The EU AI Act (Regulation (EU) 2024/1689) is the first comprehensive legal framework for artificial intelligence. It entered into force on August 1, 2024, with obligations phased in between February 2025 and August 2027. This guide provides practical steps for organizations that need to comply.

Timeline

February 2, 2025 - Prohibitions on unacceptable-risk AI practices take effect. Bans on social scoring, real-time biometric identification in public spaces (with exceptions), and manipulative AI systems.

August 2, 2025 - Obligations for general-purpose AI (GPAI) models take effect. Providers of GPAI models must comply with transparency and documentation requirements.

August 2, 2026 - Obligations for high-risk AI systems take effect. This is the most impactful deadline for most organizations.

August 2, 2027 - Obligations for high-risk AI systems embedded in products covered by existing EU harmonized legislation (medical devices, machinery, vehicles) take effect.

Step 1: Inventory Your AI Systems

Create a complete inventory of all AI systems your organization develops, deploys, or uses. For each system, document its purpose, the decisions it makes or influences, the data it processes, and who is affected by its outputs. Include systems built with third-party APIs – if you use an LLM to influence business decisions, that is an AI system under the Act.

Step 2: Classify Risk

The EU AI Act defines four risk categories. Map each system in your inventory to a category.

Unacceptable risk - Prohibited practices including social scoring, manipulative techniques targeting vulnerabilities, and certain biometric identification uses. If any of your systems fall here, they must be discontinued.

High risk - AI systems listed in Annex III (biometric identification, critical infrastructure management, education access, employment decisions, creditworthiness assessment, law enforcement, migration management) or AI systems used as safety components of products covered by EU harmonized legislation. High-risk systems face the full set of compliance obligations.

Limited risk - AI systems with specific transparency obligations, primarily chatbots and deepfake generators. Users must be informed they are interacting with AI or viewing AI-generated content.

Minimal risk - Everything else. No specific obligations beyond voluntary codes of conduct.

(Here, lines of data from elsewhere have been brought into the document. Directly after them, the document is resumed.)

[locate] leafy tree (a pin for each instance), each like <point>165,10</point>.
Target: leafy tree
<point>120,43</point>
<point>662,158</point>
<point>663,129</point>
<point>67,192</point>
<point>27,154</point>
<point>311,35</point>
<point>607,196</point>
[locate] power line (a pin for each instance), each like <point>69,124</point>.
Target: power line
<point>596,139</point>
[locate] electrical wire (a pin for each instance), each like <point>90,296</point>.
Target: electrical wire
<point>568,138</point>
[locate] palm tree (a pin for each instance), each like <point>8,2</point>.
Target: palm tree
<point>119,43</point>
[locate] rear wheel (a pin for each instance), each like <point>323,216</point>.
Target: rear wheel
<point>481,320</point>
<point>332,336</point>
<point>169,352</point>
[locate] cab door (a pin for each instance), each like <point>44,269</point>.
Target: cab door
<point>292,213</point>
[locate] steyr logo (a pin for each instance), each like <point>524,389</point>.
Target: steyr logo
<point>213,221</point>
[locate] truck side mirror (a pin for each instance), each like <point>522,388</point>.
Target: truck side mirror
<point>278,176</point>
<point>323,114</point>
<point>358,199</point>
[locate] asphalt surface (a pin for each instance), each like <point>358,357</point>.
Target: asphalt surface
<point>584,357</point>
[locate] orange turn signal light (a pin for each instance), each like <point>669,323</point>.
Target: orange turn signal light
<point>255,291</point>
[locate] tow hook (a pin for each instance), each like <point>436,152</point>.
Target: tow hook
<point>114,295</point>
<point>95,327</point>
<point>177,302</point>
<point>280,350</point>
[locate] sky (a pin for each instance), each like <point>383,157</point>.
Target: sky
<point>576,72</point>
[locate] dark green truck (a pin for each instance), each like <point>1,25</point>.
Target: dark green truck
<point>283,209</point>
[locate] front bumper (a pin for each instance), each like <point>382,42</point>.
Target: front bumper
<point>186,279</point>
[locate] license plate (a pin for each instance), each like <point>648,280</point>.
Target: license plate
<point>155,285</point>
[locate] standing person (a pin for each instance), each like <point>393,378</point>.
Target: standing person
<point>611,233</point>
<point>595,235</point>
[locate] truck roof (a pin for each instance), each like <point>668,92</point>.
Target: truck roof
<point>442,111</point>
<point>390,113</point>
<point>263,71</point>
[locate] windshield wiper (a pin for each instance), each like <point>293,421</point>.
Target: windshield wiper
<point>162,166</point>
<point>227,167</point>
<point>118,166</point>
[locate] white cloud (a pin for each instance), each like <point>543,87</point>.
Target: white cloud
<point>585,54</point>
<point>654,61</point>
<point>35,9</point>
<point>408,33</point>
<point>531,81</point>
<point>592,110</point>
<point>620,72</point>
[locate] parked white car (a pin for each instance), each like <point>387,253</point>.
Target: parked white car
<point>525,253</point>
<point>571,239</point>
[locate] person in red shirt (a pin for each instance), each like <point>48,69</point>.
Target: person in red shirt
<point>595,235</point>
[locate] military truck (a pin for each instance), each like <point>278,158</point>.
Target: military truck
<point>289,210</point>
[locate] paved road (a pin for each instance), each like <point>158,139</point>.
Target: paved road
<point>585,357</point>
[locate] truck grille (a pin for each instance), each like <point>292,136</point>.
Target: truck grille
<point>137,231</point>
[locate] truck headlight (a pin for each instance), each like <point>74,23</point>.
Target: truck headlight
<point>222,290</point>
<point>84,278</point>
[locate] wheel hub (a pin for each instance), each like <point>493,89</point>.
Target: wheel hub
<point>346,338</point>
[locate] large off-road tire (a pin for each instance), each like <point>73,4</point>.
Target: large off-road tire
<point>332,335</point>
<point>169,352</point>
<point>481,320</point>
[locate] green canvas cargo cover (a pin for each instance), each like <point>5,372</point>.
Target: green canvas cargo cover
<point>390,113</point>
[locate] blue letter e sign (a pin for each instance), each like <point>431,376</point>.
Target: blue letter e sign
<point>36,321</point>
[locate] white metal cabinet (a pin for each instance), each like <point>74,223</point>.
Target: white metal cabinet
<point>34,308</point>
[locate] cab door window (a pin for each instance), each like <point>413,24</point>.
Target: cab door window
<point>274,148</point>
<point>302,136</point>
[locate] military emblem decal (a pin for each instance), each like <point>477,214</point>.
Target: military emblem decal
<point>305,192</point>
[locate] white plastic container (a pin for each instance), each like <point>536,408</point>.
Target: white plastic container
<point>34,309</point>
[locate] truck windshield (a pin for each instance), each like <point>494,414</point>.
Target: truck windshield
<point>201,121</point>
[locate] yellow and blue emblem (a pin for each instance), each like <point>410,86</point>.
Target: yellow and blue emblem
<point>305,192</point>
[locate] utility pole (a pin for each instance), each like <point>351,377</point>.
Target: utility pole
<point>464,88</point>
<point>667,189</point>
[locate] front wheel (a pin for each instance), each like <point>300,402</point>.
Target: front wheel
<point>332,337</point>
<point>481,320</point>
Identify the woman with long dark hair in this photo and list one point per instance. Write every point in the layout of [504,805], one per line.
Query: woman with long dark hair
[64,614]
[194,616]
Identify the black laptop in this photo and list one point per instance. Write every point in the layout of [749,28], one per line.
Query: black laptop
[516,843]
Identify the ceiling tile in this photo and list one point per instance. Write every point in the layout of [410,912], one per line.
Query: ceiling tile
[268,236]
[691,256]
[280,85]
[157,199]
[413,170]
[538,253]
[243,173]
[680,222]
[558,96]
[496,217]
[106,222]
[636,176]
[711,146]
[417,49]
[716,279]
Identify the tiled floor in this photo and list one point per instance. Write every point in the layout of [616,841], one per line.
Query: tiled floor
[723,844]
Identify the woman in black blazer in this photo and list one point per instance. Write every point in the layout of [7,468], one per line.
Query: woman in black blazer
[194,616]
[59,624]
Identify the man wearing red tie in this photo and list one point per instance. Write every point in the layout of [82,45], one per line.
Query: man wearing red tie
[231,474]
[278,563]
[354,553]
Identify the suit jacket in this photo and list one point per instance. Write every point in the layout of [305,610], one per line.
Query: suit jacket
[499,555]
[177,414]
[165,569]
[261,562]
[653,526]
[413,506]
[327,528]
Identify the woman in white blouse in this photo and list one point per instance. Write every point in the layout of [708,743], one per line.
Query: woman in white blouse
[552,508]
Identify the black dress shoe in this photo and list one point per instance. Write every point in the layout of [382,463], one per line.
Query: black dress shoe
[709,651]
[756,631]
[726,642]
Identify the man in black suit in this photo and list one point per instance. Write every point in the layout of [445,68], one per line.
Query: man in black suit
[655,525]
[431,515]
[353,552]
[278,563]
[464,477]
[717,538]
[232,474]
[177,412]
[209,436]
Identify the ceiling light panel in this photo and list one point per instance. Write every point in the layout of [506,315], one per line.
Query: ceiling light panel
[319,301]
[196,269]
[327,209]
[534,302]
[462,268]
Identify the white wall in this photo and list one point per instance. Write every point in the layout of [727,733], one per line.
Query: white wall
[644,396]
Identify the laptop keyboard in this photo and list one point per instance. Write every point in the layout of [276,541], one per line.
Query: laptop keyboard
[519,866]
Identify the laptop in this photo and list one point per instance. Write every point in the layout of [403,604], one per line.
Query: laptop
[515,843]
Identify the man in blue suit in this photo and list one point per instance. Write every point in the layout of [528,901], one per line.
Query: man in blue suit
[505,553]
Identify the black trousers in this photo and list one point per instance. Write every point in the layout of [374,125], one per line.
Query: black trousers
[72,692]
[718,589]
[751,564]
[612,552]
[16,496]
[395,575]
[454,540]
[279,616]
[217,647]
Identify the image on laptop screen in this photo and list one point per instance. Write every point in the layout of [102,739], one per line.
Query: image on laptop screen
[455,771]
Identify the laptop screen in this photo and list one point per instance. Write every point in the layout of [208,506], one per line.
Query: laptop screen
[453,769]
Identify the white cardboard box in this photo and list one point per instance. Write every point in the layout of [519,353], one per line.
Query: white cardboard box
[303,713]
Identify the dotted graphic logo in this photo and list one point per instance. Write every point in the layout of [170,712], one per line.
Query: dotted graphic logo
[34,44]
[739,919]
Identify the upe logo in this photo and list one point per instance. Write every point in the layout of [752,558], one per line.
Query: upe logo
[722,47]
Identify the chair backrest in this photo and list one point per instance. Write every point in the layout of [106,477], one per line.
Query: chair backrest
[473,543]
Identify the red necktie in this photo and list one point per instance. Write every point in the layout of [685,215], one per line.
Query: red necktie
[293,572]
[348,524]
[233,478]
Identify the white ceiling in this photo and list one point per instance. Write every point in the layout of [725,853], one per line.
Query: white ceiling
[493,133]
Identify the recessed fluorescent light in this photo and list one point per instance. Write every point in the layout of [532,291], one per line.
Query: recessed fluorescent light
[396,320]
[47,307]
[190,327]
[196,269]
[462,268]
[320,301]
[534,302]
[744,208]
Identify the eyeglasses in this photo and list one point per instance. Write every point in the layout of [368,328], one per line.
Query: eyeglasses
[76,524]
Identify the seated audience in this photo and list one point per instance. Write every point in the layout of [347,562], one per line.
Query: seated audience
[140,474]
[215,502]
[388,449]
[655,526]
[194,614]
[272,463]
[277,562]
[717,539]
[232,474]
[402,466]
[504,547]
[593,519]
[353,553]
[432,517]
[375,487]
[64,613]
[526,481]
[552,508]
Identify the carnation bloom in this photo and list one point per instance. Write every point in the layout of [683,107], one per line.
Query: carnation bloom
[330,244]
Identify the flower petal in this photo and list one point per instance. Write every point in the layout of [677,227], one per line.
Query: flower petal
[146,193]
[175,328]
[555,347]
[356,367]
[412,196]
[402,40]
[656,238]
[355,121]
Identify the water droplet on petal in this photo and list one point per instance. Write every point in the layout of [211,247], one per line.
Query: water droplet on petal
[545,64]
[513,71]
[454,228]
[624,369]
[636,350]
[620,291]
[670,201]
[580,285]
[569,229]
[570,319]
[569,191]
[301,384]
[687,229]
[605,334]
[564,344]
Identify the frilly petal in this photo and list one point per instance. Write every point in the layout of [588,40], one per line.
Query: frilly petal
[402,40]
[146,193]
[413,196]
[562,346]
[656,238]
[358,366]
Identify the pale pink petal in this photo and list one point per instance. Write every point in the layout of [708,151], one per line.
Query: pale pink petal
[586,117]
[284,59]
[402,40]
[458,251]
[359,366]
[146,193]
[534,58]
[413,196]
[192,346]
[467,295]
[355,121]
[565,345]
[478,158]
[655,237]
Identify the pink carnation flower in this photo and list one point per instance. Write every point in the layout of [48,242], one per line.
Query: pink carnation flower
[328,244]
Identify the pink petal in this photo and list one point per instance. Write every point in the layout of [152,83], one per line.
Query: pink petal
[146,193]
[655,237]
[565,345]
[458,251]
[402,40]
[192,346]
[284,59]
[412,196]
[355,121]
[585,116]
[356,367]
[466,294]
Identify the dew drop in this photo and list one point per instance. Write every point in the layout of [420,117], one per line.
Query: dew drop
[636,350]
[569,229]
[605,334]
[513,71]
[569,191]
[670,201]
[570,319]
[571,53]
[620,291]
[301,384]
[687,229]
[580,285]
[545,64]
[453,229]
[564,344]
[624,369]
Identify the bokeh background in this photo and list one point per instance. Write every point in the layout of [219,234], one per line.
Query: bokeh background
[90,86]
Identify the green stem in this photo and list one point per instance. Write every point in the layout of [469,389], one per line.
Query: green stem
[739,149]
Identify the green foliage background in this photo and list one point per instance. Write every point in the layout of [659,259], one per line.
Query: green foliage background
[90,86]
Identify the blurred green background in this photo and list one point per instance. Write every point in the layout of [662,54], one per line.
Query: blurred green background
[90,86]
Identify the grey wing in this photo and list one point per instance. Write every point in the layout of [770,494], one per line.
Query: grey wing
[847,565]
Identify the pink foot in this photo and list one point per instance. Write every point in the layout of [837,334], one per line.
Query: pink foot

Step 3: Implement High-Risk System Requirements

For each high-risk AI system, implement the following:

Risk management system - Establish a continuous risk management process that identifies, analyzes, evaluates, and mitigates risks throughout the AI system lifecycle. Document residual risks and the measures taken to address them.

Data governance - Ensure training, validation, and testing datasets are relevant, representative, and free from errors to the extent possible. Document data provenance, preprocessing, and any known limitations.

Technical documentation - Maintain comprehensive documentation covering system design, development process, capabilities, limitations, performance metrics, and intended use. This documentation must be sufficient for authorities to assess compliance.

Record keeping - Implement automatic logging of events relevant to the system’s functioning, including inputs, outputs, and system actions. Logs must be retained for a period appropriate to the system’s intended purpose.

Transparency - Provide clear instructions for use to deployers, including the system’s intended purpose, level of accuracy, and known risks. Users must be informed when they are subject to decisions made by high-risk AI systems.

Human oversight - Design the system to allow effective human oversight. Humans must be able to understand the system’s capabilities and limitations, monitor its operation, and intervene or override its outputs.

Accuracy, robustness, and cybersecurity - Achieve appropriate levels of accuracy and robustness for the system’s intended purpose. Implement cybersecurity measures to protect against attacks that could manipulate the system.

Step 4: AI Literacy

Article 4 requires that staff involved in AI development and deployment have adequate AI literacy. Implement role-specific training programs and document completion records.

Step 5: Establish Governance

Designate responsibility for AI Act compliance within your organization. Establish review processes for new AI use cases, monitoring procedures for deployed systems, and incident response procedures for AI-related issues. Consider establishing an AI ethics board to provide structured oversight.

Step 6: Prepare for Conformity Assessment

High-risk AI systems require conformity assessment before being placed on the market. For most systems, this is a self-assessment based on internal checks. For biometric identification systems, an independent third-party assessment is required. Build the conformity assessment process into your deployment pipeline so it becomes a standard gate rather than a last-minute exercise.